La Cina, insieme all'India, resta il solo sistema economico ancora dominato dal carbone, che fornisce circa il 70 per cento del fabbisogno energetico, e contribuisce in modo significativo all'inquinamento e alle emissioni di anidride carbonica a livello globale. La Cina, quindi, riveste un ruolo fondamentale nella lotta europea al cambiamento climatico e nello sforzo di raggiungere l'obiettivo di uno sviluppo sostenibile. Negli ultimi anni, vi sono stati molti contatti tra la Commissione e la Cina e la
cooperazione sui temi ambientali e energetici si è costantemente rafforzata, in particolare attraverso dialoghi a livello ministeriale, gruppi di lavoro e concreti progetti di cooperazione.
In occasione del Summit UE-Cina del 2005, le Parti hanno istituito una Partnership sul cambiamento climatico, confermando il mutuo impegno nel realizzare gli obiettivi sanciti nella Convenzione quadro delle NU, e un Dialogo politico sulle più importanti tematiche ambientali, dallo sviluppo sostenibile alle energie innovabili e ai cambiamenti climatici.
La volontà europea è quella di rafforzare la cooperazione in tale settore, anche nel quadro del nuovo Accordo Quadro di Partenariato e Cooperazione, che disciplinerà le relazioni bilaterali fornendo una cornice giuridica e normativa più coerente e definita rispetto ai singoli accordi settoriali e ai dialoghi già avviati.
In tale contesto, sono state individuate delle aree strategiche per la cooperazione tecnica: la riforma del settore energetico (efficienza, conservazione ed energie rinnovabili, carbone pulito), l'attuazione del Meccanismo di Sviluppo Pulito (CDM) e l'adattamento al cambiamento climatico. Altre aree di mutuo interesse potrebbero essere il controllo dell'inquinamento, in particolare quello idrico ed atmosferico, la gestione delle risorse naturali, inclusa la conservazione della biodiversità.

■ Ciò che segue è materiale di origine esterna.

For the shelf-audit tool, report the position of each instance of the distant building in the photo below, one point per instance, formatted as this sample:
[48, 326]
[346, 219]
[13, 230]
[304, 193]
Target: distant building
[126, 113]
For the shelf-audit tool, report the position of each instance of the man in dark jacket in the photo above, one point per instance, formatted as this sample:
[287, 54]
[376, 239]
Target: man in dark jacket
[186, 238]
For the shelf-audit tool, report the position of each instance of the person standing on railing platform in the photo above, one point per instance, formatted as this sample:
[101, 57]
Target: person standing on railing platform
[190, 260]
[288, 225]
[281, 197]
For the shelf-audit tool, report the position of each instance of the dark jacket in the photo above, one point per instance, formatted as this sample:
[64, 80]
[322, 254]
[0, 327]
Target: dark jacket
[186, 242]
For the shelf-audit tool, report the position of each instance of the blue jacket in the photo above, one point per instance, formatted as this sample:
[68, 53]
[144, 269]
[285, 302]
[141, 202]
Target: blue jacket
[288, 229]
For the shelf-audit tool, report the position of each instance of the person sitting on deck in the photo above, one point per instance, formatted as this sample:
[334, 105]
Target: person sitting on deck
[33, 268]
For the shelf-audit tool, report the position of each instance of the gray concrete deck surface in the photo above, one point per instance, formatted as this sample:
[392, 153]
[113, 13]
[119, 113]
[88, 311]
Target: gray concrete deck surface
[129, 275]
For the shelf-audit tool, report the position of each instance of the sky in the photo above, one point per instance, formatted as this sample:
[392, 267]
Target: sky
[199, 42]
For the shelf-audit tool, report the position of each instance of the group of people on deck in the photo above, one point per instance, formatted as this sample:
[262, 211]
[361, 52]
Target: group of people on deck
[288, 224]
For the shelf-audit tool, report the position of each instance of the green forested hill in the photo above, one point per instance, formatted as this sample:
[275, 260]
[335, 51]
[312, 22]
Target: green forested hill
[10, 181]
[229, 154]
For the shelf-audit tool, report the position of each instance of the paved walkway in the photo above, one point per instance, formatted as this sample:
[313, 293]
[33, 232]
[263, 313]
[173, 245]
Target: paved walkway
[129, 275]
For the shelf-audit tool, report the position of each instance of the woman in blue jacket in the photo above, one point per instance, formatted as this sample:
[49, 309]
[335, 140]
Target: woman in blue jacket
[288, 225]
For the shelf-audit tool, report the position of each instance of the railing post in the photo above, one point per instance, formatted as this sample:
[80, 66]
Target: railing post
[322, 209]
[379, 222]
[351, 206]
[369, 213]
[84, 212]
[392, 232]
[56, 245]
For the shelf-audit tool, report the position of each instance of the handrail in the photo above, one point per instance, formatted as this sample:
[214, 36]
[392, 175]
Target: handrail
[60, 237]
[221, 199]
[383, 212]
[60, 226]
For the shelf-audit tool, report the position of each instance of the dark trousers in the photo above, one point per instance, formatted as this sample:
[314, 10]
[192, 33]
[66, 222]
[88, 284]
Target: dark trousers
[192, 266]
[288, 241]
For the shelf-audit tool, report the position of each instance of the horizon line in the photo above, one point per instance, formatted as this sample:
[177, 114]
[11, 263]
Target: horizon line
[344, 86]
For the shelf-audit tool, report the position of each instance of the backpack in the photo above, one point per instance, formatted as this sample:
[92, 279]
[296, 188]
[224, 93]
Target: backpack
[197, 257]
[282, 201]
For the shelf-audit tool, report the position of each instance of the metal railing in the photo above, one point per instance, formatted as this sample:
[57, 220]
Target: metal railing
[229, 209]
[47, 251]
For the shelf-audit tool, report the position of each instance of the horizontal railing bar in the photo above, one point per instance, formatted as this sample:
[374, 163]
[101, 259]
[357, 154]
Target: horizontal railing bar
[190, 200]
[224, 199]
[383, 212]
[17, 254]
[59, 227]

Per quanto riguarda le politiche adottate dal Governo cinese, la questione ambientale è stata più volte ripresa nei lavori del Congresso del Partito Comunista Cinese e riportata nelle Dichiarazioni rese pubbliche, come una delle maggiori priorità.
In chiusura del 17o Congresso, il Segretario Generale Hu Jintao ha affermato che saranno aumentati gli investimenti nel risparmio energetico, per ridurre l'inquinamento dell'acqua, dell'atmosfera e dei terreni.
Il Consiglio di Stato per la prima volta ha predisposto, a partire dal 2008, il rilevamento a livello nazionale dei settori e distribuzione geografica degli agenti più inquinanti nel Paese. Nella nuova guida agli investimenti stranieri in Cina sono esplicitamente vietate imprese altamente inquinanti o che sfruttano risorse non rinnovabili.
Il Sottosegretario di Stato per gli affari esteri: Gianni Vernetti.